Scientific Data (Aug 2023)

Genome assembly of two diploid and one auto-tetraploid Cyclocarya paliurus genomes

  • Yinquan Qu,
  • Xulan Shang,
  • Shengzuo Fang,
  • Xingtan Zhang,
  • Xiangxiang Fu

DOI
https://doi.org/10.1038/s41597-023-02402-w
Journal volume & issue
Vol. 10, no. 1
pp. 1 – 10

Abstract

Read online

Abstract Cyclocarya paliurus, an endemic species in the genus Juglandaceae with the character of heterodichogamy, is one of triterpene-rich medicinal plants in China.
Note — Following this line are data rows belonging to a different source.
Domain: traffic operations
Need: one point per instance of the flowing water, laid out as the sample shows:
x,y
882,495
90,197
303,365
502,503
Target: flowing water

To uncover the genetic mechanisms behind the special characteristics, we sequenced the genomes of two diploid (protandry, PA-dip and protogyny, PG-dip) and one auto-tetraploid (PA-tetra) C. paliurus genomes. Based on 134.9 (~225x), 75.5 (~125x) and 271.8 Gb (~226x) subreads of PacBio platform sequencing data, we assembled 586.62 Mb (contig N50 = 1.9 Mb), 583.45 Mb (contig N50 = 1.4 Mb), and 2.38 Gb (contig N50 = 430.9 kb) for PA-dip, PG-dip and PA-tetra genome, respectively. Furthermore, 543.53, 553.87, and 2168.65 Mb in PA-dip, PG-dip, and PA-tetra, were respectively anchored to 16, 16, and 64 pseudo-chromosomes using over 65.4 Gb (~109x), 68 Gb (~113x), and 264 (~220x) Hi-C sequencing data. Annotation of PA-dip, PG-dip, and PA-tetra genome assembly identified 34,699, 35,221, and 34,633 protein-coding genes (90,752 gene models) or allele-defined genes, respectively. In addition, 45 accessions from nine locations were re-sequenced, and more than 10 × coverage reads were generated.